Does Congress care? (silly question!)
However, the good news is that in case of war, they can’t pick up the Turnpike and take it with them.
Not much financial info.
I love the logic. Lease your state assets for 75 years, have your citizens pay through the nose with increased tolls - but get the money NOW to pay for your Fast Eddie socialist programs to keep buying votes!
God only knows what those infernal Spaniards plan to do with the road once they hold the lease. They might even stop people from using it.
The lease is either too long or too cheap. Of course, there won’t be any traffic on the road since there won’t be any traffic at all anywhere so the management of this management company is already suspect.
Killing the Turnpike Commission AND the raid on I-80 might just be worth it.
They'll stop our military from using it. And they'll add IEDs. It's true! I read it on FR.
We have a Spanish group running the “interstate” system here in Chile. The roads are GREAT but DAMN are they expensive. Watch what you wish for!
Franco saved the nation from communism by killing off the traitorous Spaniards and running the commissars and the Abraham Lincoln Brigade out of the country. How ironic that they're back and making investments like this one in another nation's infrastructure.
American politicians are killing our country.

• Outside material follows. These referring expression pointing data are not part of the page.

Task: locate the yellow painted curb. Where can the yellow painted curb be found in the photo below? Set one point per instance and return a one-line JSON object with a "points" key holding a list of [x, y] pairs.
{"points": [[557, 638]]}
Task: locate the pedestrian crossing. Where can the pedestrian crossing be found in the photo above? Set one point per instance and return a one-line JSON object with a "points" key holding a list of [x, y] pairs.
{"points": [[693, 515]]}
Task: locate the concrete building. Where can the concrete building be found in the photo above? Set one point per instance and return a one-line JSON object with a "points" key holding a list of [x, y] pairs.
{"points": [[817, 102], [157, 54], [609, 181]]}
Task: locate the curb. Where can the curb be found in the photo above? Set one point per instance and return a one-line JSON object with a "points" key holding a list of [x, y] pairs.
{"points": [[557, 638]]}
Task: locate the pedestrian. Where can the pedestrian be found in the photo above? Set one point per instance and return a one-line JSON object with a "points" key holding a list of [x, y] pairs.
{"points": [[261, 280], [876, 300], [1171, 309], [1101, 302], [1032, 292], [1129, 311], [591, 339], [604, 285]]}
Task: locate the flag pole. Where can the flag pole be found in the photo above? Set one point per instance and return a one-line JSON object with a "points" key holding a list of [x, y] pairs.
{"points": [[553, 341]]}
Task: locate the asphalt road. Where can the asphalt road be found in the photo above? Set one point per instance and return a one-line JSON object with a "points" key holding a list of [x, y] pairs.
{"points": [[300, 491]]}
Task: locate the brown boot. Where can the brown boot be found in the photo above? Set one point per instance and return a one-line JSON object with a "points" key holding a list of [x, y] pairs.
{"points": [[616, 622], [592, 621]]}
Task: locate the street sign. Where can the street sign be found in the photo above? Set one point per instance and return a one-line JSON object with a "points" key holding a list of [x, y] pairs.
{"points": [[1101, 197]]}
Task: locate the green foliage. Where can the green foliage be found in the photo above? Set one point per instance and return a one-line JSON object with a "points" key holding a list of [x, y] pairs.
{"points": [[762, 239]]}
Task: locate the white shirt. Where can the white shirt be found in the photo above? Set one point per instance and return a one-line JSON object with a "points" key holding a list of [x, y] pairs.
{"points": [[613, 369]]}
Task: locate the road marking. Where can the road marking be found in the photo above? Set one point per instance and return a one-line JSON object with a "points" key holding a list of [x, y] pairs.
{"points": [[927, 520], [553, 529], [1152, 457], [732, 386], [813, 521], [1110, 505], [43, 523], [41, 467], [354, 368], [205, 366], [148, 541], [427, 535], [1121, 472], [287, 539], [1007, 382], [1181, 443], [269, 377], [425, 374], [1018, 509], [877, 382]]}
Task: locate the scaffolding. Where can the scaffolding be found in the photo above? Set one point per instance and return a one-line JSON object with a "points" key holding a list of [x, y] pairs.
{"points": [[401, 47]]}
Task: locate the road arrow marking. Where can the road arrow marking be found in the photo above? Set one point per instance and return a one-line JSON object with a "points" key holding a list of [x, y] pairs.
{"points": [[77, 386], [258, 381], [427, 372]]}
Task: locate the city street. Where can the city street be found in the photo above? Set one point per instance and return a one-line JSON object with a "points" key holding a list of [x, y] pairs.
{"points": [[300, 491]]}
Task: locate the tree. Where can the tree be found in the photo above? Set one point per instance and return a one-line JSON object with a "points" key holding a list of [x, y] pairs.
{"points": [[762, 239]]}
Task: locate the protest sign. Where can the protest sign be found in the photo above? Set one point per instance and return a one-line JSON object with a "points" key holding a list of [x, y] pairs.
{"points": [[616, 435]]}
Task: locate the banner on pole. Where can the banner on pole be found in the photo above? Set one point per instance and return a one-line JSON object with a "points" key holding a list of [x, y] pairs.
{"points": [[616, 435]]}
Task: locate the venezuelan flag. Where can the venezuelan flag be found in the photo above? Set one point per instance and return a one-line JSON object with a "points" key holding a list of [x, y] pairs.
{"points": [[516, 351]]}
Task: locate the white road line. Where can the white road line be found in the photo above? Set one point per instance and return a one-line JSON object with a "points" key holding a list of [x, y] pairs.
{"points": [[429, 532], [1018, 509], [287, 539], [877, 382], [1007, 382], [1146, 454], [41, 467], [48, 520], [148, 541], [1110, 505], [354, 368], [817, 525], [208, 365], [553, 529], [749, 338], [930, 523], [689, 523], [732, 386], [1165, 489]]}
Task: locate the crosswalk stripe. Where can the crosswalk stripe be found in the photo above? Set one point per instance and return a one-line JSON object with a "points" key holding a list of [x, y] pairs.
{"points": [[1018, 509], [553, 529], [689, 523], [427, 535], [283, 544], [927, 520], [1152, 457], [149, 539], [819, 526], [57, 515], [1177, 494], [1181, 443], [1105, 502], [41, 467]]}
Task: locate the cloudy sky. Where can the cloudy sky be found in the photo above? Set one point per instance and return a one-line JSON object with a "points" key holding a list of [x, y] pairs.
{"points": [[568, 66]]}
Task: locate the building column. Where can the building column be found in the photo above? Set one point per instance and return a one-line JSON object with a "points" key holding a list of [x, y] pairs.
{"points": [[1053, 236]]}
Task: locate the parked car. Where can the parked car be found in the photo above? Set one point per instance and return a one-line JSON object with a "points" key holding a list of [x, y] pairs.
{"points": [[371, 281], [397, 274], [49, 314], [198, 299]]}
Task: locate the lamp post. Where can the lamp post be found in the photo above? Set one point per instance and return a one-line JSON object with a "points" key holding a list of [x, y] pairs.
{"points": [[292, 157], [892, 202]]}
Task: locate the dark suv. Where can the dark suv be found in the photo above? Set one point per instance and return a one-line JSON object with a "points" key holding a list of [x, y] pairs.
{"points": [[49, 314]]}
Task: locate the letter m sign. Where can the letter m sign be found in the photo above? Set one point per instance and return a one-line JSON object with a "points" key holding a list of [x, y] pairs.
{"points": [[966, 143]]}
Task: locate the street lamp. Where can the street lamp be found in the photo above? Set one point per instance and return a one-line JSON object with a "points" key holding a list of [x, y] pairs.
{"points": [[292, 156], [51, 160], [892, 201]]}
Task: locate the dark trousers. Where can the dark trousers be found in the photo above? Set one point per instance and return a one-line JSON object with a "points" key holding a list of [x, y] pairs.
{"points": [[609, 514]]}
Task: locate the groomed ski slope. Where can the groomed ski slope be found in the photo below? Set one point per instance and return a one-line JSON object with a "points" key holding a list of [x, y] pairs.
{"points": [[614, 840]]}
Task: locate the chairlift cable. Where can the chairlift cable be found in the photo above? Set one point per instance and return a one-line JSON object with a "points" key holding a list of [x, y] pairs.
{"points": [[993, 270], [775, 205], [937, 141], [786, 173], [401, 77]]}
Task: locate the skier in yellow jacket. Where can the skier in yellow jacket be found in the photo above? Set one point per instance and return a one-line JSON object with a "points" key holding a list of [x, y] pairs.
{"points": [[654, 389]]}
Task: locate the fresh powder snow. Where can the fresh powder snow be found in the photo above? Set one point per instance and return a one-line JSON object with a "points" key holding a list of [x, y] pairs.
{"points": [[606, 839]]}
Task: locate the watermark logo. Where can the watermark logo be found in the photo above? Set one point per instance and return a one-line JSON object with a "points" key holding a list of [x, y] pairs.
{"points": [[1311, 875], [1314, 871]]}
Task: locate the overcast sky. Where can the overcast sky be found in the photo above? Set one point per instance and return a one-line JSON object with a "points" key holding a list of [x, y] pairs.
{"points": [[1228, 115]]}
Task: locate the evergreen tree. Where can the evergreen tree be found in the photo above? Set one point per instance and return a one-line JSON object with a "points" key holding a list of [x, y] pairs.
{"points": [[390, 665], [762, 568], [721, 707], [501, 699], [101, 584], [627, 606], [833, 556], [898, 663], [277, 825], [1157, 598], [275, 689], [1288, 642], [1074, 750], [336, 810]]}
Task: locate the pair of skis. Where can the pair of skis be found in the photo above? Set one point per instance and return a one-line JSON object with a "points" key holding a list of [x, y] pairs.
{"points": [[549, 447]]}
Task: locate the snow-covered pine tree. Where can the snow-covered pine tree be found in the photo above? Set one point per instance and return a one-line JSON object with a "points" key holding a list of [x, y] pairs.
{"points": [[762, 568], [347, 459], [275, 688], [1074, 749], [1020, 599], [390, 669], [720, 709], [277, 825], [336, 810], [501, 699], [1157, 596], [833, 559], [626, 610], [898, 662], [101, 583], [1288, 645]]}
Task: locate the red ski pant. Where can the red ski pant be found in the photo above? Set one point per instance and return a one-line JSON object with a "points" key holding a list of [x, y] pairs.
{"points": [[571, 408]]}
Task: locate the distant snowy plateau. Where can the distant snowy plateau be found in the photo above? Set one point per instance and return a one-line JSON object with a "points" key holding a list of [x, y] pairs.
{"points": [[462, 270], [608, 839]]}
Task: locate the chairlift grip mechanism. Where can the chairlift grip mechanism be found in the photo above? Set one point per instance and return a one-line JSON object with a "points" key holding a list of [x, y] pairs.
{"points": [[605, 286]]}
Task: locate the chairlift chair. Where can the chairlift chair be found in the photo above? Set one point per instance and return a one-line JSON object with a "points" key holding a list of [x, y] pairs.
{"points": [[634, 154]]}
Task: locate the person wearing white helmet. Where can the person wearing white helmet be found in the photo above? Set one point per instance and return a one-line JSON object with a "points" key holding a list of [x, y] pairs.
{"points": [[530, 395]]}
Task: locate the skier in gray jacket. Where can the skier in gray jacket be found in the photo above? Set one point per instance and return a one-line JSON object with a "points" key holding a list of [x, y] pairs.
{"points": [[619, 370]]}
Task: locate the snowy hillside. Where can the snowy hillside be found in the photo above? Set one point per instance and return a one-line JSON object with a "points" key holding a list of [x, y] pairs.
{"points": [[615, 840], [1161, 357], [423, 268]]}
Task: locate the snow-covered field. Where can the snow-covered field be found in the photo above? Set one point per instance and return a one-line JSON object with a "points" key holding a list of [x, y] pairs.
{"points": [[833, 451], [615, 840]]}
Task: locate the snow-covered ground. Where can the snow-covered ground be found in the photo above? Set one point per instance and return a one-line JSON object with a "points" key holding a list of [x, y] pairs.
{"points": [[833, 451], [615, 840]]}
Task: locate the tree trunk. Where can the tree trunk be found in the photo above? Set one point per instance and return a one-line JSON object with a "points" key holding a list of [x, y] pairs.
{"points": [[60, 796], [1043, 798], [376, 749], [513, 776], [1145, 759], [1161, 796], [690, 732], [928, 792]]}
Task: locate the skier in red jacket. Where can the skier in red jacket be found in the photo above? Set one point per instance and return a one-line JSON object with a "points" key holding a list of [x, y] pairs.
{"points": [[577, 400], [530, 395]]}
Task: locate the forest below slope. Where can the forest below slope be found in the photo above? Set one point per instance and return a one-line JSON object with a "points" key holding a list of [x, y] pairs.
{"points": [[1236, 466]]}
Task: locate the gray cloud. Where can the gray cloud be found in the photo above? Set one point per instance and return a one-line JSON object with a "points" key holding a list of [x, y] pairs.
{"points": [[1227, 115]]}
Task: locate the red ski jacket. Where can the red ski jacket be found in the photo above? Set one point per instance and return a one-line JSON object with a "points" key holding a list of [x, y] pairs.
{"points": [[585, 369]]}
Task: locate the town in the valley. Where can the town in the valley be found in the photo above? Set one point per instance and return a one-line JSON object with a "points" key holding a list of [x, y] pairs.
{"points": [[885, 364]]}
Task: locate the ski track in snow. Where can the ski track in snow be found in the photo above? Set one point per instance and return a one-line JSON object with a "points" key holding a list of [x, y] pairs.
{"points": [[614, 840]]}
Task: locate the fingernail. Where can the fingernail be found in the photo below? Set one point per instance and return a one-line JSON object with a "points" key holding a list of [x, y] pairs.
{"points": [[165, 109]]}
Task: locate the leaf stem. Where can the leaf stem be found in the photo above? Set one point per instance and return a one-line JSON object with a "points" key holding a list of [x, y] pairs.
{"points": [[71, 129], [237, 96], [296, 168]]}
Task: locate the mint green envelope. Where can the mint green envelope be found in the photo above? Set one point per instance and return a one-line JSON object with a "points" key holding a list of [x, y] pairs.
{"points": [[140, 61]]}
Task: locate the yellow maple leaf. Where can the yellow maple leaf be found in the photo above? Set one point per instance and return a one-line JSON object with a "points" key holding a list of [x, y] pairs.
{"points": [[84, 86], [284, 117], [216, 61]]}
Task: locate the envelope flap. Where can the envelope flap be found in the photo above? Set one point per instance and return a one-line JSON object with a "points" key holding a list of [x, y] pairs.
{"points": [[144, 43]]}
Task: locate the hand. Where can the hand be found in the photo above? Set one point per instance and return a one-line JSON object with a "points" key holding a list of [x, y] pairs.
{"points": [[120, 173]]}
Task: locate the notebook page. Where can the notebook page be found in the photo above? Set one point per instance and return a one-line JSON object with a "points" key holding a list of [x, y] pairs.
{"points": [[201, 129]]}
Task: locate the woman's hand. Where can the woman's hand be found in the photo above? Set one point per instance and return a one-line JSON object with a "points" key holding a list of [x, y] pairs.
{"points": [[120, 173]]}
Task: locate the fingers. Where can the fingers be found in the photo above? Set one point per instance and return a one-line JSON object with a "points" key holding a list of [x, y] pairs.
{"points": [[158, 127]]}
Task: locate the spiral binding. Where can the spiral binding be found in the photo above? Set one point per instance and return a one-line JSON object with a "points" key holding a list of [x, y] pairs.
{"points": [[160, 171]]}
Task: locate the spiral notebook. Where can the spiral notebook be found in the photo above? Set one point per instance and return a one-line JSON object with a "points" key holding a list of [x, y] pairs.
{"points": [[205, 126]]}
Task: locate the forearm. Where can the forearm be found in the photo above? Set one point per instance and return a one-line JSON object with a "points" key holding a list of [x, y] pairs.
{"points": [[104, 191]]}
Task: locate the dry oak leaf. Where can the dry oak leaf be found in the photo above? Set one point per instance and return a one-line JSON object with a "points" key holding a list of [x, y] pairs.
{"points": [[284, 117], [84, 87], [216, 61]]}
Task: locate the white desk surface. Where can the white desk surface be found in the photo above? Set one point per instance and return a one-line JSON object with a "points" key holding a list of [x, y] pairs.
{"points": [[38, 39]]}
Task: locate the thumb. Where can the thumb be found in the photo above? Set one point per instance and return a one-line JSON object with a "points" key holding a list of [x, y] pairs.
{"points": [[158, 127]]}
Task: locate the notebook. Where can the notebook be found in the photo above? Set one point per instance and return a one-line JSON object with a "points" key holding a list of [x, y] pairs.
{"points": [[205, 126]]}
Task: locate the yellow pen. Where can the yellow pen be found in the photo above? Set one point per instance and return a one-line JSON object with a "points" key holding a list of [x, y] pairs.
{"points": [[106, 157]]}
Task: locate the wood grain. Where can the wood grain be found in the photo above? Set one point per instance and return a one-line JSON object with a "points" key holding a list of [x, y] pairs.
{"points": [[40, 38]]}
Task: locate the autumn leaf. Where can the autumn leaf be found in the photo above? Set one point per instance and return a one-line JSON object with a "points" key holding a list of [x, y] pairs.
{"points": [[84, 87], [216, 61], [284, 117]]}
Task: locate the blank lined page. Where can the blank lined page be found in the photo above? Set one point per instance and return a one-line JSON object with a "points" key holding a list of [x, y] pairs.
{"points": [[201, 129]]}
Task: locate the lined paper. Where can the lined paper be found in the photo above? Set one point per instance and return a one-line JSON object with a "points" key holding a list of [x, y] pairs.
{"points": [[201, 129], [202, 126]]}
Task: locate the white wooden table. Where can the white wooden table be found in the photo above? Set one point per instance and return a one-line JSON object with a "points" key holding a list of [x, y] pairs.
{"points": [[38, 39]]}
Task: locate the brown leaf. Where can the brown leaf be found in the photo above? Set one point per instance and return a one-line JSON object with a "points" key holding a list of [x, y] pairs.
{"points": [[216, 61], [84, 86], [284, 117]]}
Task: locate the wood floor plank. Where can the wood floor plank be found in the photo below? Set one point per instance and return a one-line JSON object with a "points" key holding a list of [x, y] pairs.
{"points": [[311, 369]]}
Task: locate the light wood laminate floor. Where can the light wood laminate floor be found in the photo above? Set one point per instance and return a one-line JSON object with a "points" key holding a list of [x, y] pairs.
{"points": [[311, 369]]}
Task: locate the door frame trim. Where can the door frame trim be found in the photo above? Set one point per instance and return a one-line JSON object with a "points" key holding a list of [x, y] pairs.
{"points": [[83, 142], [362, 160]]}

I wonder if Germany is interested in selling the autobahn? I wonder where we would get the money? The Germans wouldn't want to be paid in the toilet paper we call money?
Just think if America bought the autobahn a speed limit would be established cutting down the number of tragic high-speed deaths and injuries.
You mean America's Royal Class? I doubt it. Until Madame Dufarge breaks out her knitting needles, of course.
I don’t know where to look, but I’d imagine that U.S. direct investment overseas totals $300 billion a year, or thereabouts. A U.S. firm owning the autobahn is a funny notion. Our trial lawyers would have a feast.
Just when you though Fast Eddie couldn’t do something any dumber.....
And HE is on the Dem’s VP short list? I heard Beckel say that Rendell would be his first pick for VP.
Going home to dig the shelter another 10 feet deep.....
Funny, considering the trade surplus ($44.7 billion in 2007) they run with us.